Gemessener Schritt, "diagonalisierter Schritt", piaffeartiger Trab, Piaffe - das alles gehört bei uns durchaus zum üblichen Programm. Es ist ein phantastisches Gefühl, wenn man spürt, wie das Pferd vor dem Sattel groß und leicht wird. allerdings ist das mit meinem Hibbelpferd einerseits hohe notwendigkeit, andererseits aber auch immer ein Drahtseilakt, bei dem mich gelegentlich jemand ans Atmen erinnern muss, weil ich vor lauter Balance halten gelegentlich die Luft anhalte - was das HIbbelpony gar nicht mag...
Gestern durfte ich eine junge Haflingerstute reiten, die von meiner Lehrerin seit einem Jahr ausgebildet wird. Die kann diesen Schritt auch schon ganz hervorragend und beginnt momentan mit dem piaffeartigen Treten.

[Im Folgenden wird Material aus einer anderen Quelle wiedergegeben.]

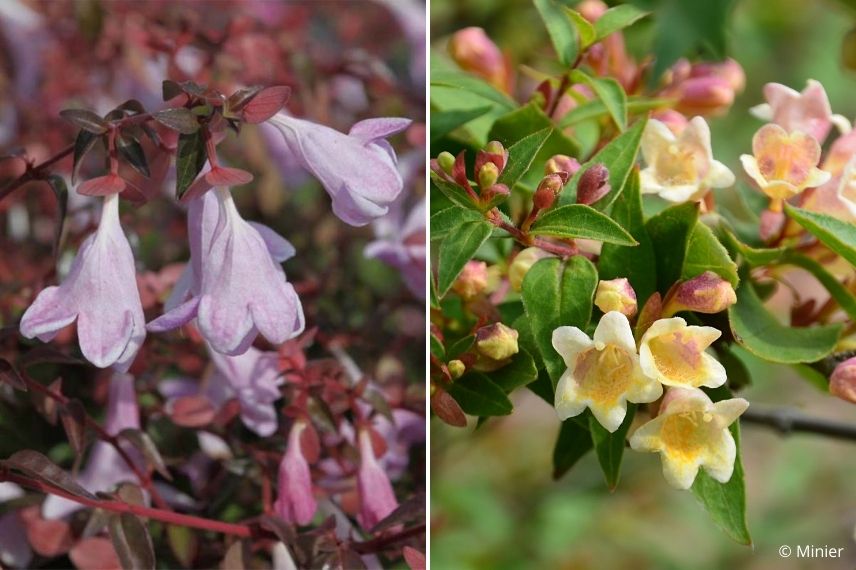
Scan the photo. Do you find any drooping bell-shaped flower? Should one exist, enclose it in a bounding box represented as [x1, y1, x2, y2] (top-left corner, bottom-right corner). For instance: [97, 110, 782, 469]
[268, 112, 410, 226]
[639, 317, 726, 388]
[553, 311, 663, 432]
[207, 346, 283, 437]
[740, 123, 830, 200]
[630, 388, 749, 489]
[21, 194, 146, 371]
[639, 117, 734, 203]
[357, 429, 398, 529]
[42, 372, 143, 519]
[274, 420, 318, 524]
[750, 79, 850, 143]
[148, 188, 304, 356]
[363, 199, 426, 300]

Die Stute ist stark überbaut aber bei dieser Arbeit ist deutlich zu spüren, wie sie sich in den Schultern hebt und es schafft, ihre Balance deutlich zur Hinterhand zu verlagern.
Jen, die Sache mit der SChulterfreiheit und dem Spanischen Schritt sehe ich gewissermaßen in zwei Phasen:
Erste Phase ist die reine Begreifen-Phase - in dieser Phase wird das Pferd in der Tat nur die Vorderbeinchen schleudern, vermutlich eher den Rücken etwas hohl machen, hinten noch nicht gescheit mittreten. Trotzdem muss es, aus rein physikalischen Gründen, sein Gewicht zumindest für Momente von der jeweiligen Schulter wegnehmen, sich dort also heben. Einher geht das allerdings fast immer mit einer seitlichen Ausweichbewegung, vor allem, wenn die Pferde in dieser Phase schon sehr exaltiert heben. Von vorn sieht es dann aus, als seien diese Pferde besoffen, weil sie über kreuz treten.

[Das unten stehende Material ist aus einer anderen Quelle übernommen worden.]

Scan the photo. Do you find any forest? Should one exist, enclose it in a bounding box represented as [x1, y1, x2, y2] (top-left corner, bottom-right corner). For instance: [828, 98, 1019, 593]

Erst im Laufe der Ausbildung, wenn über andere Übungen die Tragfähigkeit ausgebildet wurde, gewinnt der SS einen echten schulterhebenden Wert - aber dafür ist es durchaus wertvoll, wenn die Pferde ihn zuvor einfach schon begriffen haben.

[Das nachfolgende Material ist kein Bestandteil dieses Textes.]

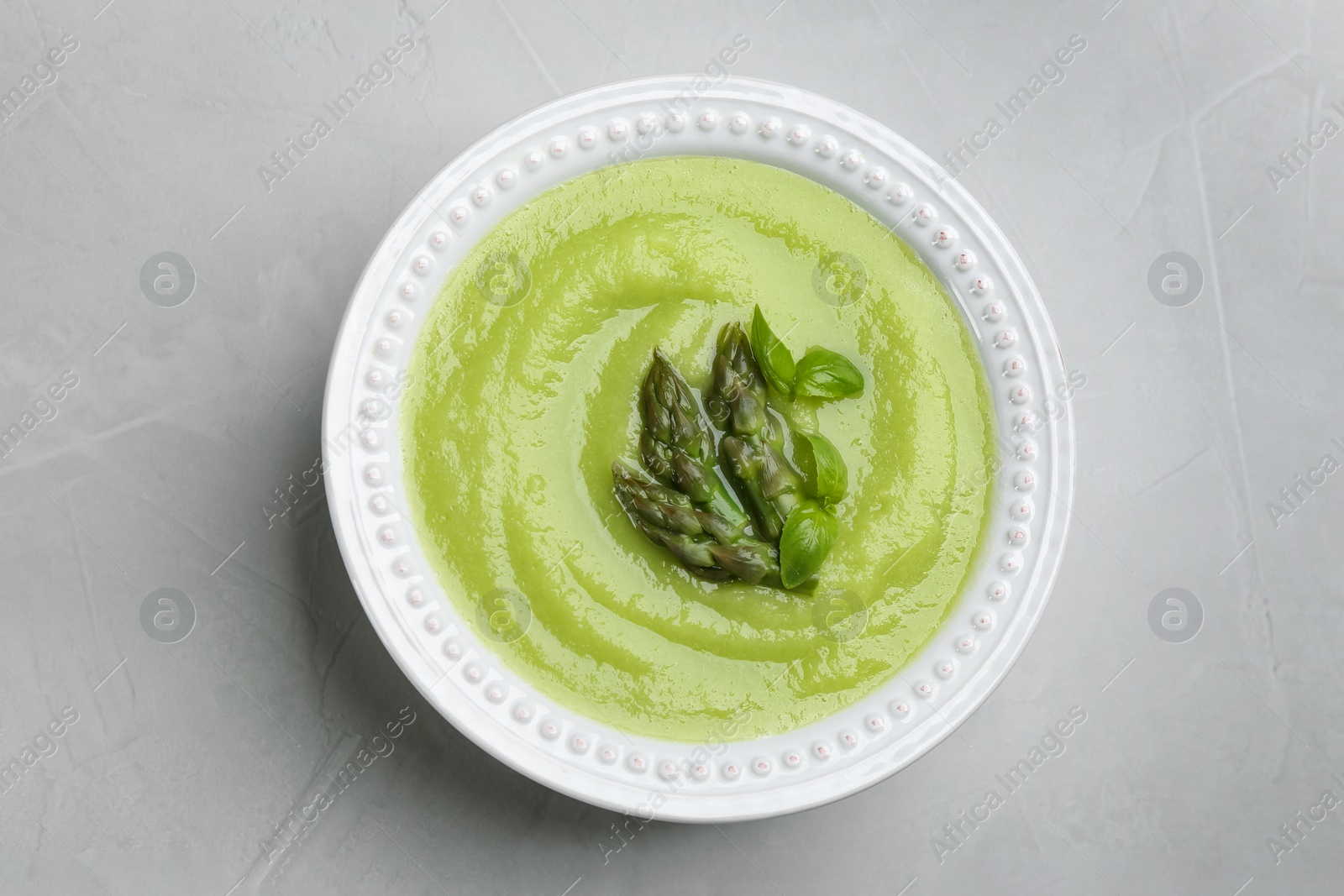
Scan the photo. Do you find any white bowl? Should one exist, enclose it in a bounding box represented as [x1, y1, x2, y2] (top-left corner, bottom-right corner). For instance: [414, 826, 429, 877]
[323, 76, 1073, 822]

Ebenso, wenn man ihn zum Erlernen der Passage benutzen will. Hier ist es genauso: Am Anfang werden Pferde, die die Passage so lernen, nur vorn ein, zwei unbalancierte Tritte rausschleudern. Dann auch ein paar mehr - aber mit Passage hat das noch nichts zu tun, die PFerde treten laut auf und können die Geschichte nicht lange halten. Sie sitzen sich schlecht, machen sich vorn hoch und steif. Aber es geht nur darum, dass sie überhaupt begreifen, dass sie ihre Tritte verzögern können. In Kombination mit Piaffe sowie immer wieder im Wechsel mit normalem Trab kommen sie dann trotzdem zu einer richtigen Passage. Und DANN heben sich die Schultern gewaltig - wie ich letztes Jahr mit meinem Pferd erfahren durfte.
Dazu muss ich sagen, dass ich höchst skeptisch war, die Passage aus dem SS zu entwickeln, weil mir das mit meinem Welsh Cob in die Hose gegangen war. rückblickend muss ich aber sagen, dass der Cob einfach nicht genügend im Gleichgewicht war, die Piaffe zu schlecht war und die ganze Vorbereitung einfach ungenügend gewesen war. Von gemessenem, diagonalisierendem Schritt hatte ich damals auch noch nichts gehört.